So I scraped data and saved it as I liked, now I'm in process of cleaning. But having issue to save changes despite I creating new file with pandas. What I am missing, why it's not assigning value which I iter to original? I found some info about apply() but it haven't worked for me. Instead I used to get empty rows. A My code:
import pandas as pd
needtoclean = pd.read_excel(r'C:\Users\sound\Desktop\data.xlsx')
#making all into str, due its mixed with int,float,str
needtoclean['Salary'] = needtoclean['Salary'].astype(str)
columnSeriesObj = needtoclean['Salary']
columnSeriesObj = needtoclean['Salary']
for value in columnSeriesObj.values:
#print(value)
value = value.replace('Nuo',"").replace('Iki','')
value = value.strip()
value = re.split(r'[\s,-]+', value)
if len(value) > 1: #
value = (int(value[0])+int(value[1]))/2
else:
value = float(value[0])
value = round(value)
#print(value)
columnTitle = needtoclean['Job Title']
for value in columnTitle.values:
#print(value)
value = value.title()
value = value.replace('/', ' ').replace('(-Ė)','').replace('(-A)','').replace('(-As)', '')
value = value.strip()
value = value.split()
#print(value)
needtoclean.to_excel("datatest.xlsx")
Salary original values:
Nuo 2600
2000-2500
1487-2479
Iki 3636
1600-5700
1200-2000
And I excepted:
2600
2250
1983
3636
3650
1600
Job title:
IT infrastruktūros palaikymo skyriaus vadovas (-ė)

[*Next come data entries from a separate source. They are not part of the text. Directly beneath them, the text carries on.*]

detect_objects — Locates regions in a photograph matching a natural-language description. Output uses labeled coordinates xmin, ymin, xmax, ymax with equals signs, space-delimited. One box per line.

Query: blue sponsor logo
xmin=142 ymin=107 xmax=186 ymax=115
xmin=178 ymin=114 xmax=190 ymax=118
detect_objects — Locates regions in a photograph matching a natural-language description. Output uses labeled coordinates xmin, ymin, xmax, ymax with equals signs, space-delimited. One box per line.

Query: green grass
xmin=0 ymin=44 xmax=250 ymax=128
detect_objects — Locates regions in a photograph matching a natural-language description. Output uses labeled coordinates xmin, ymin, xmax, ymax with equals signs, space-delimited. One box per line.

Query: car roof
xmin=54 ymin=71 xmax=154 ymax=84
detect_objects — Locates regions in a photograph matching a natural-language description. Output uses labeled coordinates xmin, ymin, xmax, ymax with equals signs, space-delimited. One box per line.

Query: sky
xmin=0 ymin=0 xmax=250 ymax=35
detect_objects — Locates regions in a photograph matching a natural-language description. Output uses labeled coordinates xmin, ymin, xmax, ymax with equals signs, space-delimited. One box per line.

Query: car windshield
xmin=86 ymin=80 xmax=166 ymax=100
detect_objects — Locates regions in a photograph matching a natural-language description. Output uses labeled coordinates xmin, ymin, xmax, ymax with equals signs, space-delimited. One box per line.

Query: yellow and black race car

Bankinių kortelių skaitytuvų programuotojas (-a)
IT sistemų priežiūros skyriaus vadovas (-ė)
Produktų palaikymo skyriaus vadovas (ė) (programinė įranga)
Expected to get:
['It', 'Infrastruktūros', 'Palaikymo', 'Skyriaus', 'Vadovas']
['Bankinių', 'Kortelių', 'Skaitytuvų', 'Programuotojas']
['It', 'Sistemų', 'Priežiūros', 'Skyriaus', 'Vadovas']
['Produktų', 'Palaikymo', 'Skyriaus', 'Vadovas', '(Ė)', '(Programinė', 'Įranga)']
Just create empty list, append values in it, replace old column with new values & similarly for other column.
salary_cleaned_values = []
columnSeriesObj = needtoclean['Salary']
for value in columnSeriesObj.values:
#print(value)
value = value.replace('Nuo',"").replace('Iki','')
value = value.strip()
value = re.split(r'[\s,-]+', value)
if len(value) > 1: #
value = (int(value[0])+int(value[1]))/2
else:
value = float(value[0])
value = round(value)
salary_cleaned_values.append(value)
needtoclean['Salary'] = salary_cleaned_values